El Bibliobús empezó su objetivo, fue parqueado en el Mercado Iván Montenegro donde se planificaban visitas a empresas y fábricas de hilados y tejidos, así como a empresas de exportaciones, entre otras. Después el servicio se extendió a los sistemas penitenciarios de Nicaragua. La primera etapa de servicios de extensión y promoción de lectura comprendió 1987-1988. Una experiencia que permitió a obreros y prisioneros disfrutar de la lectura de más de un libro.

Con una voz apagada por los años y los ojos brillantes llenos de recuerdos Elizabeth recordó que “cuando el Bibliobús visita las cárceles, los internos se alegran, se vuelven buenos lectores”.

En 1989 la biblioteca llegó a las zonas rurales como la comunidad La Curva en Niquinohomo, una cooperativa de caficultores a 5 km de la cabecera municipal, y donde demandaban el servicio para los niños de la comunidad.

Nueva Biblioteca Alemana- Nicaragüense
Ocho años pasaron en ardua labor como biblioteca Alemana- Nicaragüense, el espacio quedaba pequeño para la alta demanda de servicios, el nuevo edificio estaba en proyecto, y la Alcaldía de Managua donó un terreno junto al parque de Linda Vista Norte, donde el 14 de agosto del 2000 se colocó la primera piedra.

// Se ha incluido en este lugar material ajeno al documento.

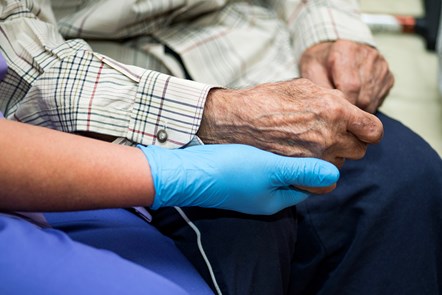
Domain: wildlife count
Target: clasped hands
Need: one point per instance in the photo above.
(326, 116)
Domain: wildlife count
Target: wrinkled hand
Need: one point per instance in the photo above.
(358, 70)
(234, 177)
(293, 118)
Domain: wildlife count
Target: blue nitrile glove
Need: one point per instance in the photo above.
(232, 176)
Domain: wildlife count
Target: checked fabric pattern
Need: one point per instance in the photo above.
(130, 68)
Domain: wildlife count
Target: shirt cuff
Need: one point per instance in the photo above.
(167, 110)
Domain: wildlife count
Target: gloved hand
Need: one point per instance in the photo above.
(232, 176)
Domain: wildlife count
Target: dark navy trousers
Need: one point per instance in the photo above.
(379, 232)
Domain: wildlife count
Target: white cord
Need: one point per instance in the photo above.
(200, 247)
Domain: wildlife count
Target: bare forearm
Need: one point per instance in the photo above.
(46, 170)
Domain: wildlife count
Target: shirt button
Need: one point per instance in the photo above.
(162, 136)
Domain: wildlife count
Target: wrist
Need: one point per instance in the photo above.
(216, 116)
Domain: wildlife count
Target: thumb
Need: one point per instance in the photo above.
(308, 172)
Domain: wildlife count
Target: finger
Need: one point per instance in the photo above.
(317, 73)
(307, 172)
(366, 127)
(345, 74)
(375, 75)
(347, 147)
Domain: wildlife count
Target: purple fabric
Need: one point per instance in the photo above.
(3, 67)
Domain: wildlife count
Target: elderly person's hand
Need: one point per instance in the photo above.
(292, 118)
(356, 69)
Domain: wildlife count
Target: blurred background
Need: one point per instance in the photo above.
(415, 99)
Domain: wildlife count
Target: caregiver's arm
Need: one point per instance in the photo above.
(46, 170)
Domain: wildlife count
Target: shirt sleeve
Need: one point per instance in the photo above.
(314, 21)
(64, 85)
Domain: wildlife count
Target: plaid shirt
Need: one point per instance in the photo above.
(58, 80)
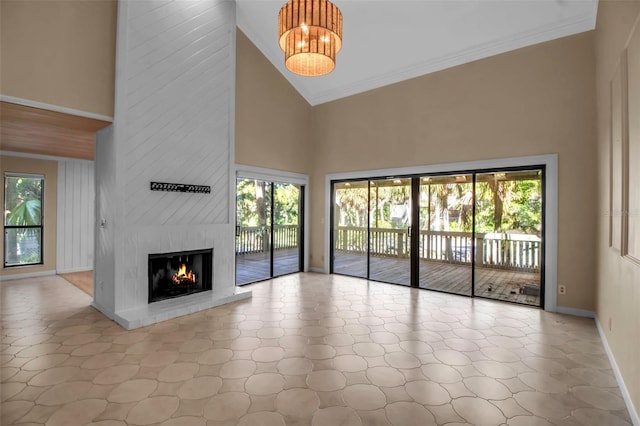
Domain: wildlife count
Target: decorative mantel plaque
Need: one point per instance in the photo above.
(180, 187)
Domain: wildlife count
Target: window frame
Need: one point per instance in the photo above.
(7, 227)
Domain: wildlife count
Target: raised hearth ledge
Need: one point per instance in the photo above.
(171, 308)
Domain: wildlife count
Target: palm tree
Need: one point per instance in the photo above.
(23, 205)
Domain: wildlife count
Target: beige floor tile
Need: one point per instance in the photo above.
(102, 360)
(159, 359)
(45, 361)
(478, 411)
(178, 372)
(528, 421)
(385, 376)
(409, 414)
(53, 376)
(428, 392)
(350, 363)
(364, 397)
(117, 374)
(332, 416)
(441, 373)
(64, 393)
(306, 349)
(227, 406)
(543, 382)
(14, 410)
(77, 413)
(368, 349)
(264, 418)
(487, 388)
(264, 384)
(599, 398)
(297, 402)
(267, 354)
(326, 380)
(152, 410)
(132, 391)
(200, 387)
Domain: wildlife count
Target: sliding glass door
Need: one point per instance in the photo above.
(268, 229)
(477, 233)
(509, 211)
(446, 224)
(287, 235)
(350, 228)
(390, 230)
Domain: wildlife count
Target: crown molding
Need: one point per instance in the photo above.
(575, 25)
(54, 108)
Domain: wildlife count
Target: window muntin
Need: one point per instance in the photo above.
(23, 219)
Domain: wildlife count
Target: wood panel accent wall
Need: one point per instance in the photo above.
(76, 201)
(38, 131)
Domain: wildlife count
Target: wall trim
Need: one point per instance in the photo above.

Elizabeth dice amar Nicaragua, y aunque nunca se ha podido adaptar al “horario nica” es una mujer puntual y directa. Junto a ella trabaja un equipo de bibliotecólogos y poetas.

Zilz nos hizo un recorrido por el edificio, muy apasionada por su labor insiste en que fotografiemos las paredes, en su mayoría pintadas con escenas multicolores. Uno de los murales destaca la pintura del líder del soneto, Rubén Darío al gran Caupolicán. Hay una sala infantil donde voluntarias alemanas enseñan a los niños que viven en las cercanías de Linda Vista. En la sala central hay dos nuevas computadoras, que para nada sustituyen a los libros, los jóvenes aquí prefieren consultar los libros y copiar de ellos. Elizabeth se acerca a una de las mesas y los chavalos agradecen a esta alemana su labor en el país.

Mientras Elizabeth me describe su arduo trabajo de 25 años. Dice en voz baja pero con modestia que está satisfecha de su obra en Nicaragua, a ella no le interesan los muchos reconocimientos que cuelgan sobre un muro de la biblioteca, le importa que los nicaragüenses sigan investigando, y que lean.

La labor de Elizabeth en la cárcel continúa desde los sistemas penitenciarios del país como en La Esperanza, donde Alicia, una mujer adulta que cumple una condena de 4 años me solicita un libro de diseño arquitectónico, y otros de poesía. Ella dice: “Estoy aquí de manera injusta, pero a pesar de todo he aprendido tanto. Quiero ver a mi hijo y empezar una nueva vida”, por eso en el libro Libertad bajo Palabra, parte del proyecto de la biblioteca Alemana-Nicaragüense escribió un relato sobre el reencuentro con su hijo.